The Hon’ble High Court in paras 5 and 6 of its order held as under:-
“5. In so far as substantial question of law No.4 is concerned, the error committed by the Assessing Officer was relying on Section 92(C)(4) to a case where Arm’s Length Price was determined by the assessee, whereas the said provision applies to a case where Arm’s Length Price was determined by the Assessing Officer. That mistake has been corrected by the Tribunal by setting aside the order passed by the Commissioner as well as the assessing authority.
6. In that view of the matter, we do not see any error committed by the Tribunal in the impugned order. Therefore, the said question is also answered in favor of the assessee and against the Revenue.”
The issue thus, has been decided by the Hon’ble High Court of Karnataka in the case of CIT & Anr. Vs. M/s. iGate Global Solutions Ltd. ITA No.453/2008, judgment dated 17.06.2014, wherein the assessee’s claim for deduction under section 10A of the Act in respect of suo-moto TP adjustment made by the assessee, has been allowed.
The Bangalore Bench of Tribunal in a later decision in the case of Austin Medical Solutions Pvt. Ltd. Vs. ITO in I.T. (TP) A. No.542/Bang/2012, has applied the said proposition of the Hon’ble High Court of Karnataka (supra) and had allowed the deduction claimed under section 10A of the Act in respect of suo-moto TP adjustment amounting to Rs 28,61,352/- while determining the arm’s length price of international transactions.
The learned Departmental Representative for the Revenue on the other hand, had placed reliance on the ratio laid down by Mumbai Bench of Tribunal in Deloitte Consulting India Pvt.
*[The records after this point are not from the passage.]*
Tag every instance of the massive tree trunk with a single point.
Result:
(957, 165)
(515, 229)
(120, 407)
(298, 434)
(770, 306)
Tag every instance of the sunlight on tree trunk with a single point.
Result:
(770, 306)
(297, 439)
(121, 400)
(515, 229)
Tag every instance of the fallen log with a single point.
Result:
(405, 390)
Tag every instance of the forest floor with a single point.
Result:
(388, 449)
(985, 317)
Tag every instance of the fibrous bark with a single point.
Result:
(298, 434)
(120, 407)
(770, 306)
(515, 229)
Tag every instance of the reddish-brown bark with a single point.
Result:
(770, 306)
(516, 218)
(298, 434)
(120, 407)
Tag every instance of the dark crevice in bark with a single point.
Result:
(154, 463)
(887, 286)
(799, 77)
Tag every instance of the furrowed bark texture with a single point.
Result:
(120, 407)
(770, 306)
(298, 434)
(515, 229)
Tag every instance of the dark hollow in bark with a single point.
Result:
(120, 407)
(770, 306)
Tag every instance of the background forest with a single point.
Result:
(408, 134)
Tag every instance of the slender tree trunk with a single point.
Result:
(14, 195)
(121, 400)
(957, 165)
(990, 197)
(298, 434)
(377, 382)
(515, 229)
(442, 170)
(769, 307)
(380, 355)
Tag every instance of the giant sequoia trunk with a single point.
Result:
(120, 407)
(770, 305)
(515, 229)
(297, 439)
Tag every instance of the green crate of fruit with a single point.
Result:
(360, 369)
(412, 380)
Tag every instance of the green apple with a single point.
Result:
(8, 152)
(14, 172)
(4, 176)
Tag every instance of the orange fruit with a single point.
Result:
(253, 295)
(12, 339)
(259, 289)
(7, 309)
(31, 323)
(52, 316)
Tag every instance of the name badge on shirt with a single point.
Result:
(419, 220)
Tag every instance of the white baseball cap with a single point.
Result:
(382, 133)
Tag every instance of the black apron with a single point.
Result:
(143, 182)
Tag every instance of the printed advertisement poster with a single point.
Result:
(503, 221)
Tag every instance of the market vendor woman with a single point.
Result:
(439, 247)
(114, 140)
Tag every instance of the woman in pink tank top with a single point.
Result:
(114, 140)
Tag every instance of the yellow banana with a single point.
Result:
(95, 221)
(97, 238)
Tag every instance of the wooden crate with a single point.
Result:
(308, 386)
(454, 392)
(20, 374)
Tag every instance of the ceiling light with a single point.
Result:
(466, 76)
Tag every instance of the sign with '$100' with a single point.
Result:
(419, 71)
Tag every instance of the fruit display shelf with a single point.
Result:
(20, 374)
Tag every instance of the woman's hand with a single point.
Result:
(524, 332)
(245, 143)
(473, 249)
Ltd. Vs. ITO in ITA No.157/Mum/2012, which does not stand because of the ratio laid down by the Hon’ble High Court of Karnataka on the said issue. Though the said decision is of non-jurisdictional High Court, but the same is binding on the Tribunal in the absence of any contrary decision of the jurisdictional High Court as held by the Hon’ble Bombay High Court in CIT Vs. Smt. Godavaridevi Saraf (1978) 113 ITR 589 (Bom). The learned Authorized Representative for the assessee has also placed reliance on various decisions of different Benches of Tribunal for the proposition that the decision of non-jurisdictional High Court is binding on the Tribunal. However, the issue stands covered by the jurisdictional High Court and applying the said proposition and in view of our decisions in the paras herein above on other issues raised in the present appeal, we hold that the assessee is entitled to claim the aforesaid deduction under section 10A of the Ac on additional income offered on account of suo-moto adjustment on account of transfer pricing provisions. The provisions of section 92C(4) of the Act are not attracted. The modified ground of appeal No.4 raised by the assessee is thus, allowed.